WEZQ
- Bangor, Maine; United States;
- Broadcast area: Bangor, Maine
- Frequency: 92.9 MHz
- Branding: 92.9 The Ticket

Programming
- Format: Sports
- Affiliations: ESPN Radio; Boston Red Sox Radio Network; Boston Bruins Radio Network; Boston Celtics Radio Network; New England Patriots Radio Network;

Ownership
- Owner: Townsquare Media; (Townsquare License, LLC);
- Sister stations: WBZN, WDEA, WQCB, WWMJ

History
- First air date: June 9, 1976
- Former call signs: WPBC (1976–1992); WSHZ (1992–1993);

Technical information
- Licensing authority: FCC
- Facility ID: 17673
- Class: B
- ERP: 20,000 watts
- HAAT: 240 meters (790 ft)
- Transmitter coordinates: 44°45′35.2″N 68°33′53.1″W﻿ / ﻿44.759778°N 68.564750°W

Links
- Public license information: Public file; LMS;
- Webcast: Listen live
- Website: www.929theticket.com

= WEZQ =

WEZQ (92.9 MHz; "The Ticket") is a commercial FM radio station broadcasting a sports format. Licensed to Bangor, Maine, United States, the station signal extends to Bar Harbor and Belfast on the coast, to Howland to the north. The station is currently owned by Townsquare Media and features programming from ESPN Radio.
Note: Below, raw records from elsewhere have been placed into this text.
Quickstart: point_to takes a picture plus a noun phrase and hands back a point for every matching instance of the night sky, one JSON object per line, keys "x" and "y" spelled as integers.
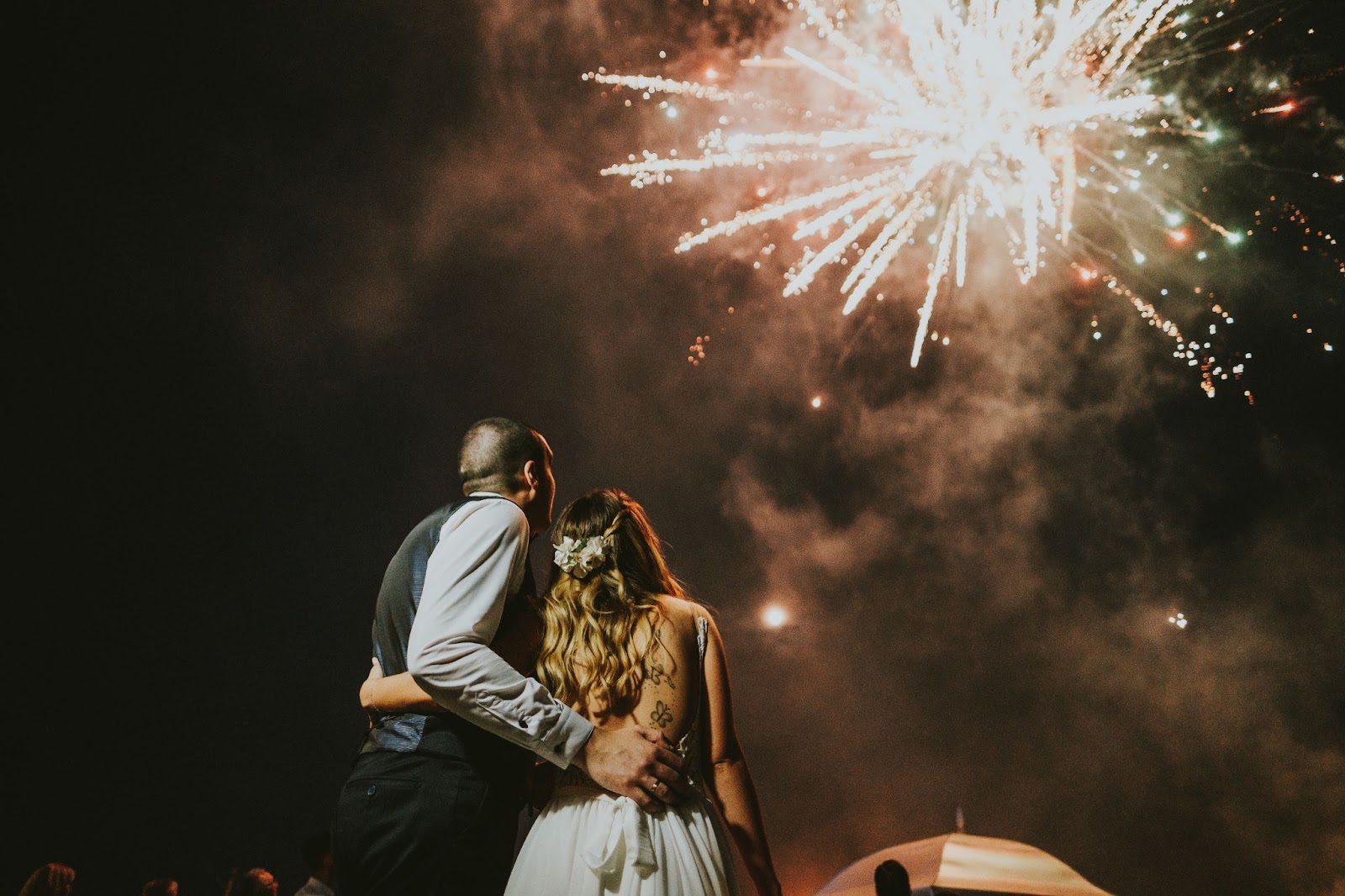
{"x": 275, "y": 259}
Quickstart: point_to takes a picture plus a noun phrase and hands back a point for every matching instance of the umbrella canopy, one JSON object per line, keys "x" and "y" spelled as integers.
{"x": 968, "y": 864}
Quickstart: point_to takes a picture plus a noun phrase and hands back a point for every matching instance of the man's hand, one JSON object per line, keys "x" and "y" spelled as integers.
{"x": 367, "y": 692}
{"x": 636, "y": 763}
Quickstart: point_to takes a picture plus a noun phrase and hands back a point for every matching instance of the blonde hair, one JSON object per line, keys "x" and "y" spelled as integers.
{"x": 593, "y": 623}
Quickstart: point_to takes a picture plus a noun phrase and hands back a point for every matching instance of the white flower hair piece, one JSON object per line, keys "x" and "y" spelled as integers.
{"x": 582, "y": 556}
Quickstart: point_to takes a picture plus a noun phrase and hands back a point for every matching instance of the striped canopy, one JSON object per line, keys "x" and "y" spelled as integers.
{"x": 968, "y": 864}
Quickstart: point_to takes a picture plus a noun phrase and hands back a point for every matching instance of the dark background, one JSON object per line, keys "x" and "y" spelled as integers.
{"x": 275, "y": 259}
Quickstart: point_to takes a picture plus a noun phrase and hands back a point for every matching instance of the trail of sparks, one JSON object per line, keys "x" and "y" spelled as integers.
{"x": 945, "y": 113}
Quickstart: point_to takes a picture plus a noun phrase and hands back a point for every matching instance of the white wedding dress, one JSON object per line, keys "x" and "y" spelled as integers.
{"x": 591, "y": 842}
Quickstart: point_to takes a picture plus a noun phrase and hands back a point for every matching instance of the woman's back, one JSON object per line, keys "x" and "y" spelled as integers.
{"x": 670, "y": 696}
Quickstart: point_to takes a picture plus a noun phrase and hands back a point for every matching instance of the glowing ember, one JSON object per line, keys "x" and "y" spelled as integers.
{"x": 775, "y": 616}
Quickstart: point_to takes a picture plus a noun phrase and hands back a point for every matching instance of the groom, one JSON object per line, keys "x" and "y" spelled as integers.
{"x": 430, "y": 806}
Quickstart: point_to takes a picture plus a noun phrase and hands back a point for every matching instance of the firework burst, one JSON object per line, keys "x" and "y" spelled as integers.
{"x": 947, "y": 123}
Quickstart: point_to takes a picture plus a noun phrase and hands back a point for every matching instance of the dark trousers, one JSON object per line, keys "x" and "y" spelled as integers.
{"x": 414, "y": 825}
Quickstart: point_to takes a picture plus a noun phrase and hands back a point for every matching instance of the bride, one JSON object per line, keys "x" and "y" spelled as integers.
{"x": 625, "y": 646}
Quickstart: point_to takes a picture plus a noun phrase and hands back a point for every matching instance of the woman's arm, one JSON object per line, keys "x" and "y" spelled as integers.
{"x": 381, "y": 694}
{"x": 731, "y": 782}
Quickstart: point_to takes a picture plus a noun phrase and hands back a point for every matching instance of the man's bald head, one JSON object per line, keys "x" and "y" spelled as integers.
{"x": 494, "y": 452}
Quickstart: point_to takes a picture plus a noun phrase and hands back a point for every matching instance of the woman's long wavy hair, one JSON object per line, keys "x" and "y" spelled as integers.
{"x": 589, "y": 654}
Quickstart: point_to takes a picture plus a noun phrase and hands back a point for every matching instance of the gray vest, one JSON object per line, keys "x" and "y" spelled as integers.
{"x": 441, "y": 735}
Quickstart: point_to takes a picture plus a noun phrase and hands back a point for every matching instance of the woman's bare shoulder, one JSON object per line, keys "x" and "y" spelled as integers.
{"x": 679, "y": 609}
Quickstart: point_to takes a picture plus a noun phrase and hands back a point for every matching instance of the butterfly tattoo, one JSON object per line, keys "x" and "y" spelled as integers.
{"x": 662, "y": 714}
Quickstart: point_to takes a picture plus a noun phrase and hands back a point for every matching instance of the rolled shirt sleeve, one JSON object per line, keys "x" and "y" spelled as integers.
{"x": 479, "y": 561}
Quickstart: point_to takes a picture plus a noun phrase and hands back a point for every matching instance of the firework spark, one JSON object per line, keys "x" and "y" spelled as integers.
{"x": 942, "y": 114}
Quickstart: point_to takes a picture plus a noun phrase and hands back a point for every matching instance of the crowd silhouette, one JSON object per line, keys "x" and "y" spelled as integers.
{"x": 57, "y": 878}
The Ticket's weekday schedule includes some local sports talk, as well as syndicated shows from ESPN Radio. It is also the Bangor outlet for Boston Red Sox, Boston Bruins, Boston Celtics and New England Patriots games.

==History==
The station signed on the air June 9, 1976, as WPBC, a beautiful music station owned by Penobscot Broadcasting. It became WSHZ in 1992, after the station evolved to a soft adult contemporary format, placing it in competition with Ellsworth station WKSQ.

In October 1993, WSHZ was purchased by Dudman Communications, owner of WDEA and WWMJ in Ellsworth. That December, the station changed its call sign to WEZQ. However, the "Soft Hits 92.9" branding used as WSHZ was retained for several years after becoming WEZQ. Dudman sold its stations to Cumulus Media in 1998. In later years, WEZQ carried syndicated adult contemporary shows from Delilah and The Bob and Sheri Show.

On July 31, 2012, Cumulus swapped 55 stations, including WEZQ, to Townsquare Media in exchange for Townsquare's stations in Bloomington and Peoria, Illinois. On January 1, 2013, Townsquare relaunched WEZQ with a sports format as "92.9 The Ticket".

In 2018, WEZQ became the Bangor affiliate for the Boston Red Sox Radio Network, taking over from longtime Red Sox station WZON. On October 25, 2021, the station became one of the inaugural affiliates of Toucher and Rich from WBZ-FM in Boston, along with the commonly-owned trimulcast of WCYY, WPKQ, and WJZN. The station dropped Toucher and Rich in 2023.